If I had been honest about what I'd seen at Sundance that impressed me most, I would have blurted, "You."

I didn't tell Ebert how much his recent writing has meant to me. In the last couple of years, his output on the Chicago Sun-Times website (blogs.suntimes.com/ebert/) has ballooned. It seems like he's trying to fill up the Internet single-handedly.

In addition to posting incisive, thought-provoking responses to a half-dozen films or more each week, he's writing sharp, lengthy essays about food, life, science, society, philosophy and sex. (Ebert lost his virginity in 1964 at the University of Minnesota, he recently wrote, and I think we should erect a plaque.)

He illuminates every subject he touches -- ink and celluloid or flesh and guts -- with insight and knowledge. He shares his opinions about politics, which makes some readers cranky, but Ebert argues that writing criticism is about expressing your values, so why not be honest about where you stand on the issues of the day?

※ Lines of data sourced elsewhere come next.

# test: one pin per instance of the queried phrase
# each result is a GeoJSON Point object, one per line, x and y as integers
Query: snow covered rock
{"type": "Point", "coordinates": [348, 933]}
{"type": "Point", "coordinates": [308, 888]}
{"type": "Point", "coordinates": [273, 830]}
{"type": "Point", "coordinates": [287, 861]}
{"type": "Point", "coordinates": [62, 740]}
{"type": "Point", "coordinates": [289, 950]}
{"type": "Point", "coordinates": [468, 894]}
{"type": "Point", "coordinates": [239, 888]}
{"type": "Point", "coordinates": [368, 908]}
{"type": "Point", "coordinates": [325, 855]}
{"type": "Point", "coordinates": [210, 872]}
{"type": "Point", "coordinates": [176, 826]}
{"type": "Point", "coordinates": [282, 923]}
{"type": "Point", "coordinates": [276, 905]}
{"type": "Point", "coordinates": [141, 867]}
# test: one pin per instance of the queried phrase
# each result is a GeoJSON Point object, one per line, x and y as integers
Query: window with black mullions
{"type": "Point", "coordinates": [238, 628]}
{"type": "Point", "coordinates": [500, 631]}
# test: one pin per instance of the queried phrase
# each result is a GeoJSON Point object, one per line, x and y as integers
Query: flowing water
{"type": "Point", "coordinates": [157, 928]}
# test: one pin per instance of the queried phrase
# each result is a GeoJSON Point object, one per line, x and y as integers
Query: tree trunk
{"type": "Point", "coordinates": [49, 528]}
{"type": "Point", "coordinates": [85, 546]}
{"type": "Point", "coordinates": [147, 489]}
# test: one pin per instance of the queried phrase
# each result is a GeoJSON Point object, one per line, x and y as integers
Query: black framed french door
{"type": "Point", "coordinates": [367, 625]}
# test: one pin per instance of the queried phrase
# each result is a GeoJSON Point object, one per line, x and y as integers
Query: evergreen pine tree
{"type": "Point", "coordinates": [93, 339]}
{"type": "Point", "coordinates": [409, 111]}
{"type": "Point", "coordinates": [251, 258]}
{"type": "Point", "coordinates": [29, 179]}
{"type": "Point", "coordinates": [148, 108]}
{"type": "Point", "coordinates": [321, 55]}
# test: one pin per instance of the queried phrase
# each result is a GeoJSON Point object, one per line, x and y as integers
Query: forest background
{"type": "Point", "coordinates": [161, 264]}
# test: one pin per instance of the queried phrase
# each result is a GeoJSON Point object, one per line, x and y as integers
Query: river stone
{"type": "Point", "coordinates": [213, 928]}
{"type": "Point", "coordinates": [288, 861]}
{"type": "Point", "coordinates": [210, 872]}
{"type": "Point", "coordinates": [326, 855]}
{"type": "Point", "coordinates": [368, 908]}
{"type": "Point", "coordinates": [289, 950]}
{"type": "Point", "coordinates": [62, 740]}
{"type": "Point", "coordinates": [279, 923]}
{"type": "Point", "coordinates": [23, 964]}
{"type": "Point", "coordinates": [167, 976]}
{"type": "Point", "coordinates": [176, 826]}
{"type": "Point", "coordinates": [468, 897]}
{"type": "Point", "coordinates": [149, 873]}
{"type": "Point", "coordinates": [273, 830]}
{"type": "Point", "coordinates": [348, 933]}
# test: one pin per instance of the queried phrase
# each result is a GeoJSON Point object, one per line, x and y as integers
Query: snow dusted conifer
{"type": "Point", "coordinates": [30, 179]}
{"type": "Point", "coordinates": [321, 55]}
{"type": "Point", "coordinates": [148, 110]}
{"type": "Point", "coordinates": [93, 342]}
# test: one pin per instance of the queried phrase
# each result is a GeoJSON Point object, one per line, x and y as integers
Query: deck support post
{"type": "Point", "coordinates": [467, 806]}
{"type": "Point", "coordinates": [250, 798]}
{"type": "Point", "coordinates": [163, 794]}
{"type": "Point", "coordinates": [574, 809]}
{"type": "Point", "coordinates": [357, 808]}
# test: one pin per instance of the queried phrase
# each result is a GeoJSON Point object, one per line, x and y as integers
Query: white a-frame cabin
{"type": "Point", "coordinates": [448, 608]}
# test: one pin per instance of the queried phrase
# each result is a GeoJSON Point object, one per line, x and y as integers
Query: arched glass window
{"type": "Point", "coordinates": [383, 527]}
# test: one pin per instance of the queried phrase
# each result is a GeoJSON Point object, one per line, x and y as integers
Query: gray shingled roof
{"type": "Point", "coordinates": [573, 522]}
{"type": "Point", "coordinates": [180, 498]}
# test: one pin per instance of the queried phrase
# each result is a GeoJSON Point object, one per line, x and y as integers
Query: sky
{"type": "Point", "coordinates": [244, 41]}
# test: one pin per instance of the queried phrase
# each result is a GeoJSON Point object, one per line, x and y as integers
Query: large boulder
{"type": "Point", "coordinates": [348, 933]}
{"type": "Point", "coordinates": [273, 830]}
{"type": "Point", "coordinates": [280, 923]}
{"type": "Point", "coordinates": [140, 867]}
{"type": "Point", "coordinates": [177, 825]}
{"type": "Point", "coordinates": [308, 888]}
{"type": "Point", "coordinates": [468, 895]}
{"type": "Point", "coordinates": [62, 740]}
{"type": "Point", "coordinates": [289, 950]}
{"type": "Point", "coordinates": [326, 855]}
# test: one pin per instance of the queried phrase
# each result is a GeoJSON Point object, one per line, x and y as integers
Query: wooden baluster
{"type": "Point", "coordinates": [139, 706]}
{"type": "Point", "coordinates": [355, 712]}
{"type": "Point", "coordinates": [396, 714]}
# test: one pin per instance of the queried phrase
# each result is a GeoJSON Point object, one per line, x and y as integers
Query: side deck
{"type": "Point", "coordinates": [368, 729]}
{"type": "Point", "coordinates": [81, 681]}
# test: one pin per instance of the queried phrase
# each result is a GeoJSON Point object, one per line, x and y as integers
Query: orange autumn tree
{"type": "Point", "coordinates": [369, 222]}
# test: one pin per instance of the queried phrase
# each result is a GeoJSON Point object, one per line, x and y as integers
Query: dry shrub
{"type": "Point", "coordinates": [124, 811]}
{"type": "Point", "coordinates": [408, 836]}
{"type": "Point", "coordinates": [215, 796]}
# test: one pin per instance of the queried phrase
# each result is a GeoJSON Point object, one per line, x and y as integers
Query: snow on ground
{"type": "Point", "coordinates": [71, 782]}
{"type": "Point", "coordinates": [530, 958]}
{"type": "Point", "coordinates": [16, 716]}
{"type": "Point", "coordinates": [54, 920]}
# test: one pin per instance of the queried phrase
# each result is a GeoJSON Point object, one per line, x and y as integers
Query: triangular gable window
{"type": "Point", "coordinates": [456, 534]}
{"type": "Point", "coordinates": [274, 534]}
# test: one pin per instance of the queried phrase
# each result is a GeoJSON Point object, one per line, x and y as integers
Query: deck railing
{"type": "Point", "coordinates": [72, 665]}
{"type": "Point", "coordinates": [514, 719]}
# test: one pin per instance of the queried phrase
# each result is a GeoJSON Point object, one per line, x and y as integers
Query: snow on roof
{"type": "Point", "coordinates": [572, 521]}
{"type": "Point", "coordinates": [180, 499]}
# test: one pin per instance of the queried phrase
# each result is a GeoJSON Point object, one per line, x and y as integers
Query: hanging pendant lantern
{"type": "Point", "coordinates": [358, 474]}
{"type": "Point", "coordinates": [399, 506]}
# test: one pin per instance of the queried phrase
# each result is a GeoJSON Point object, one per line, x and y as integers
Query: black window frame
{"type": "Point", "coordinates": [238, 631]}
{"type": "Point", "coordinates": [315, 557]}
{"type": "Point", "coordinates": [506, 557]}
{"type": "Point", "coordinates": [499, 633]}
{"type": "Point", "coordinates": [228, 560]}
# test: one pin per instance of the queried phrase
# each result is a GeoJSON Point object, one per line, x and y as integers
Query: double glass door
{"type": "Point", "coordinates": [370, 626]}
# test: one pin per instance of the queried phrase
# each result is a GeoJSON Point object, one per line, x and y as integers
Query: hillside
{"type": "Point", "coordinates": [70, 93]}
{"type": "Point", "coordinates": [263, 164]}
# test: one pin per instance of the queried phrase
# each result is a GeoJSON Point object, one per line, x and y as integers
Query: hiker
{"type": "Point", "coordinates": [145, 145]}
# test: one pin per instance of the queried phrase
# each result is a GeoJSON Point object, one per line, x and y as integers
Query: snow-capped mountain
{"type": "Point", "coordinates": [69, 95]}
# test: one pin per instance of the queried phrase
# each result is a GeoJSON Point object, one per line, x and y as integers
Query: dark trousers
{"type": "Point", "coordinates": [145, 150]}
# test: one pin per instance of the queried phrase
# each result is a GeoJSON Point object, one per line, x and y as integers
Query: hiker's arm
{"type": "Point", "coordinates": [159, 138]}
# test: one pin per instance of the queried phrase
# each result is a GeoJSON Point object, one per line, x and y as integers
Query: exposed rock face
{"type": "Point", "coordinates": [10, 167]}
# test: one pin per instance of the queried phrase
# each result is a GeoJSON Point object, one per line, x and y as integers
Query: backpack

I didn't tell Ebert, 67, how I admired his productivity in the face of his serious health issues. He has already shrugged off comments like that in print, saying that the energy that once went into speech now is channeled into writing. He has written that he's not dying any faster than you or I, so why should he get special attention for doing what he loves? The man writes voraciously.

At this point in his career, he could relax and quietly fade from view, but that's alien to his nature. He's like an old star in supernova phase, throwing off more light toward the end, enlarging the space of what we can perceive. Even though nighttime is coming, you get the feeling that Roger Ebert could talk forever.

Anybody who says Roger Ebert can no longer speak is crazy. He lost his voice to operations and radiation treatment for thyroid cancer, but he communicates loud and clear.